The consequences of wrongly being entered into bankruptcy are serious so it’s not something anyone should enter lightly or without understanding.

Only people living in England, Wales or Northern Ireland can enter bankruptcy, the Scottish bankruptcy equivalent is called sequestration.

Routes Into Bankruptcy

Debtor Application: The standard route into bankruptcy is an application put in by the person in debt. These forms can be found at the persons local county court where they will pay the fee and submit. The fee for most people is £750, however if they are not working it’s £525. Once the forms have been submitted the person is declared bankrupt and will be contact in the coming weeks by an official receiver.

Debt Relief Order: To help people who have debts less than £15,000 and who have low assets (less than £300) and have no property or land. A DRO will cost £90 and requires a qualified adviser to complete the appropriate forms.

Creditor Application: In some instances a creditor will pay for and apply to make a debtor bankrupt.

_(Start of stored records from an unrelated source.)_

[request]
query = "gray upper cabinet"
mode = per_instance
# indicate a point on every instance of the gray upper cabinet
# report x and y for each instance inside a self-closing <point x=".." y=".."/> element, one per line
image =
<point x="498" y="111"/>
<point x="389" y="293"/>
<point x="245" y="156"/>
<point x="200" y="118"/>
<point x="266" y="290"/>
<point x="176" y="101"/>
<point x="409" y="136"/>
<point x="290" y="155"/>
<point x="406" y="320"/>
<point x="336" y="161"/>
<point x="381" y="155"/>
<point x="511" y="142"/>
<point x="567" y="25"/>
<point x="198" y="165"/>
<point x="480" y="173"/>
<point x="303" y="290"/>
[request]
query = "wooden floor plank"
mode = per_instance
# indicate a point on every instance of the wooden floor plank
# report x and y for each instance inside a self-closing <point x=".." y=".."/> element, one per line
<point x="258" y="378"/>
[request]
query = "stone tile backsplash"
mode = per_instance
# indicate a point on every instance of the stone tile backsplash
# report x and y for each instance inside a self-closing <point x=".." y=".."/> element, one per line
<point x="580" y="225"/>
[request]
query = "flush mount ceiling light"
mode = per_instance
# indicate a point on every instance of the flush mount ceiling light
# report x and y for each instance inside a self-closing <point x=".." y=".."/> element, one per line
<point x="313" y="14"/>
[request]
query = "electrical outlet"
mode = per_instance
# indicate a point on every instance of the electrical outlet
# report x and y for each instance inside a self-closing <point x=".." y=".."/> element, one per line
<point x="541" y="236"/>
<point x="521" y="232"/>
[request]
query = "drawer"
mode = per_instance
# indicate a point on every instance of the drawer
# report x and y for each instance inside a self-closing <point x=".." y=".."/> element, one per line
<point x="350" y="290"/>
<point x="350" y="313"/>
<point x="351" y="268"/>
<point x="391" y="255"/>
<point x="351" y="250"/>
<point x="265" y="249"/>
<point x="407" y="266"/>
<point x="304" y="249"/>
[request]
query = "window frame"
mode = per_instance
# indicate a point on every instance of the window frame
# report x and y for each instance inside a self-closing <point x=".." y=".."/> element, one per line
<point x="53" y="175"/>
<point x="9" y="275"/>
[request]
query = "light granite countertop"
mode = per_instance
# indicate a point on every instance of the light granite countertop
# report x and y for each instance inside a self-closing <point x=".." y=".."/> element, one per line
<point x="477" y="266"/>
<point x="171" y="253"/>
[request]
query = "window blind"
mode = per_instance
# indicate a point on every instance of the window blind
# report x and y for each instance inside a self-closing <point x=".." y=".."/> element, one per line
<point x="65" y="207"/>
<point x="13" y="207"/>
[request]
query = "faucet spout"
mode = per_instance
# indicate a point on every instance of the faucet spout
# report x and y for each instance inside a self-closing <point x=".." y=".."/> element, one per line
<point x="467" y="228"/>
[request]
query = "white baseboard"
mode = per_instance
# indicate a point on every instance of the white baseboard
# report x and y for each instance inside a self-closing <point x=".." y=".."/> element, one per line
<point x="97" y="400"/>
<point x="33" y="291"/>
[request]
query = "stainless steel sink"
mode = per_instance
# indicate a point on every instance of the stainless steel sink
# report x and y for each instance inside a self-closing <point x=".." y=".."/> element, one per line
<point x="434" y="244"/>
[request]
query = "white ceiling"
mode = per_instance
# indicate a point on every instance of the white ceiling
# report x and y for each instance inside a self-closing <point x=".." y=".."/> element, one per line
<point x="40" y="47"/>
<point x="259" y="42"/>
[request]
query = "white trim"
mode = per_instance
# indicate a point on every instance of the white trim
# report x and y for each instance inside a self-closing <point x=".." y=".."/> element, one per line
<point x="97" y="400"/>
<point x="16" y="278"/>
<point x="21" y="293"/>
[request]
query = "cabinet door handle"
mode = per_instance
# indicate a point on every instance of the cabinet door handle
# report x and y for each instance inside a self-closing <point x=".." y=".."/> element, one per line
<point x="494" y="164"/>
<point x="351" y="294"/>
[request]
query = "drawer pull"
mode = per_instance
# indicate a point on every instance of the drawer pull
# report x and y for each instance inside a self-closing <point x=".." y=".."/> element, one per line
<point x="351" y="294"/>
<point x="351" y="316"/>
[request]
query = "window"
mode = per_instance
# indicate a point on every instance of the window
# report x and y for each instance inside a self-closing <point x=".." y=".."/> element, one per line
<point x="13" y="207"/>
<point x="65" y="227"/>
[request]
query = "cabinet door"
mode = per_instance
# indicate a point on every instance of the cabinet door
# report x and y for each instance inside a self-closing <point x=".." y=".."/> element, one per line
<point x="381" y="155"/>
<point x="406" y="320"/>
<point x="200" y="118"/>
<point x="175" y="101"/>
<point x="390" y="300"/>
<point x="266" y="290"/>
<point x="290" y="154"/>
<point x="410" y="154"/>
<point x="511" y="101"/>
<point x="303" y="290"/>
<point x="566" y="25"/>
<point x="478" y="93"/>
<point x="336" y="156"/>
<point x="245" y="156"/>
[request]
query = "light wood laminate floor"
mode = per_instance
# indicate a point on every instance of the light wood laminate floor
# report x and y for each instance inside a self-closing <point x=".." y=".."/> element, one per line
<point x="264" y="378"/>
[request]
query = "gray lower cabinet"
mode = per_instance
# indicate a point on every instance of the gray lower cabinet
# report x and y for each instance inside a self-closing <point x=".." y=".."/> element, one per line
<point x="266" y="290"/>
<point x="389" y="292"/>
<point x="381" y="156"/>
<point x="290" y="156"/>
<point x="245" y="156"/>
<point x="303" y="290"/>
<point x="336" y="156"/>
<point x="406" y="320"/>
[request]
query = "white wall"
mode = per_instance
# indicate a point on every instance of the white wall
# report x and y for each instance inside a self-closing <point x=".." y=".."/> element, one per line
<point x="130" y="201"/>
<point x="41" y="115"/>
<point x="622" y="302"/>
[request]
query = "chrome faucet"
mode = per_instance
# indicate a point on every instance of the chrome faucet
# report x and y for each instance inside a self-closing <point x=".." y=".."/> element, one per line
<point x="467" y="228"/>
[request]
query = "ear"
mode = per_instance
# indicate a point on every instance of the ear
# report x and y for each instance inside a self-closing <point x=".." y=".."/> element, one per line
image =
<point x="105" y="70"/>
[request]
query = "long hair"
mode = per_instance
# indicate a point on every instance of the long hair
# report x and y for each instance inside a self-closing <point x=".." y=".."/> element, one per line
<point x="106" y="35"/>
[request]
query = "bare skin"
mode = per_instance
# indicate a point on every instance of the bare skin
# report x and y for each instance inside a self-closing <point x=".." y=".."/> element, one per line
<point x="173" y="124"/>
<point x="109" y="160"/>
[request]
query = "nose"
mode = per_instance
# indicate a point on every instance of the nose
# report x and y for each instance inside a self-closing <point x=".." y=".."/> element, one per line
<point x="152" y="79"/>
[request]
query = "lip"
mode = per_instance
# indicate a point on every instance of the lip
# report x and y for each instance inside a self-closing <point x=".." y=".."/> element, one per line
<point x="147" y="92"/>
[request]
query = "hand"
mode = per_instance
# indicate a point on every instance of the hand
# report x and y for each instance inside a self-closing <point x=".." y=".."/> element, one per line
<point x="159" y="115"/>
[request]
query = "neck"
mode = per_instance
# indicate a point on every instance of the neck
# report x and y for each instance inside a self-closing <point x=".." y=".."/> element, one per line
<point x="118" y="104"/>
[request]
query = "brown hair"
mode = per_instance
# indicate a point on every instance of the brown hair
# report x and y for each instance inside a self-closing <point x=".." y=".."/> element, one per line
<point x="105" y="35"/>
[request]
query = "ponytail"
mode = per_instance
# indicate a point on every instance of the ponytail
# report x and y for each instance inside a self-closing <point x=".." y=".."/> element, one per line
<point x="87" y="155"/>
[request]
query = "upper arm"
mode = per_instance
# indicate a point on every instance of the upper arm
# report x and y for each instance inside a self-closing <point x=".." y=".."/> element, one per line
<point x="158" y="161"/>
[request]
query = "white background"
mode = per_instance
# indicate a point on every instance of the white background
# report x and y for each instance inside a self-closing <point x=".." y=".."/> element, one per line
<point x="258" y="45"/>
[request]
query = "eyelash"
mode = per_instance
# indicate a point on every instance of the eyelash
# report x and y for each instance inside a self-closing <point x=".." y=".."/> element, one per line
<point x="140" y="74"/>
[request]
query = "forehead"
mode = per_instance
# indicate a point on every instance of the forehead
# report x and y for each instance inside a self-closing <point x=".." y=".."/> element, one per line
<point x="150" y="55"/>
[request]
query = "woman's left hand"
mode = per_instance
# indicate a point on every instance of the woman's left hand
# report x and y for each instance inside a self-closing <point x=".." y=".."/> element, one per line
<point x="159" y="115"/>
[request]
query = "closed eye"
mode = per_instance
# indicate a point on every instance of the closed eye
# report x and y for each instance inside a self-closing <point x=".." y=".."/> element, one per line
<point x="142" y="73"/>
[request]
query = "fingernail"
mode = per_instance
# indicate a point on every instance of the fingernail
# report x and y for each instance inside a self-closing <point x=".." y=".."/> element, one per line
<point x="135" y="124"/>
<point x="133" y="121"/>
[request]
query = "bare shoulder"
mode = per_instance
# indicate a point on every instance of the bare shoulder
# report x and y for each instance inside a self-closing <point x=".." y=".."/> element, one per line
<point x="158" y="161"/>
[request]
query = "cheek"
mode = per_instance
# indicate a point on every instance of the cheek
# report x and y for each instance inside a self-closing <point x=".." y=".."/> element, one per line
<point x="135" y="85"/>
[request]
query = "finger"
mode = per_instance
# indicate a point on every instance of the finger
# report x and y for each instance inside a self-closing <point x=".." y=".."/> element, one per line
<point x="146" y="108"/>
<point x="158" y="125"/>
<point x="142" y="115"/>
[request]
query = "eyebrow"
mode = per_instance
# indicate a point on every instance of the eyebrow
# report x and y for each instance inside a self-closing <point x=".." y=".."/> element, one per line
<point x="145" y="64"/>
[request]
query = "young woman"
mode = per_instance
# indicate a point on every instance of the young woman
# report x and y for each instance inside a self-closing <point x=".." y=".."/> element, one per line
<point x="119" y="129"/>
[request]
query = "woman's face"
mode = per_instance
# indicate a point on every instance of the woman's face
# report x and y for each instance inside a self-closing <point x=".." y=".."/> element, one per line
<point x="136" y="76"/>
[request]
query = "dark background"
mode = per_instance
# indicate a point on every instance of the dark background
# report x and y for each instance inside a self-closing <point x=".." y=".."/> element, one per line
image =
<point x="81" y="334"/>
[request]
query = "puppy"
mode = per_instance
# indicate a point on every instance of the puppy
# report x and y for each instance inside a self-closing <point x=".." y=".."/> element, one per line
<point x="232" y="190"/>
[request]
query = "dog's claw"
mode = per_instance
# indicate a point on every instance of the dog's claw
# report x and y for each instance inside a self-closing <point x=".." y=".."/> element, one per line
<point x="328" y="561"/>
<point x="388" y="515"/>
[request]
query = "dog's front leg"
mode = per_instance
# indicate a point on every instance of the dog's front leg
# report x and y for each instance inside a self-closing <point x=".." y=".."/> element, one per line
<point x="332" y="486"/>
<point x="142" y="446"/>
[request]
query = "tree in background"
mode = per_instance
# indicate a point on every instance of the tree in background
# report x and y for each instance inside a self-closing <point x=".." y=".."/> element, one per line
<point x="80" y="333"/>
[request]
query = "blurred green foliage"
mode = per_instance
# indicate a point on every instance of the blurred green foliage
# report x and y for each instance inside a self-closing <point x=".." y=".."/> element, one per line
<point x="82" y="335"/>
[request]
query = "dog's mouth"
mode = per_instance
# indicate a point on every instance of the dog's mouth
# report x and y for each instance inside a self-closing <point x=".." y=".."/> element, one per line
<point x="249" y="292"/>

Consequences of Bankruptcy

If someone enters bankruptcy and it’s not the best solution available to them the consequences can be extreme, these can include,

  • Loss of Asset: If someone has equity in a property or any other asset when they enter bankruptcy the official receiver will have them sold and any proceeds paid to the debt. This has meant in the past people lost their homes, cars and more just because they entered the wrong solution.
  • Income Payment Order: An official receiver can implement an income payment order on someone, if they think there’s sufficient money to repay some or all of the debt.
  • Bankruptcy Fees: If someone is able to repay the full debt and bankruptcy fees, either by selling an asset, earning money, lottery winnings etc, they could be forced to pay the debt and fees.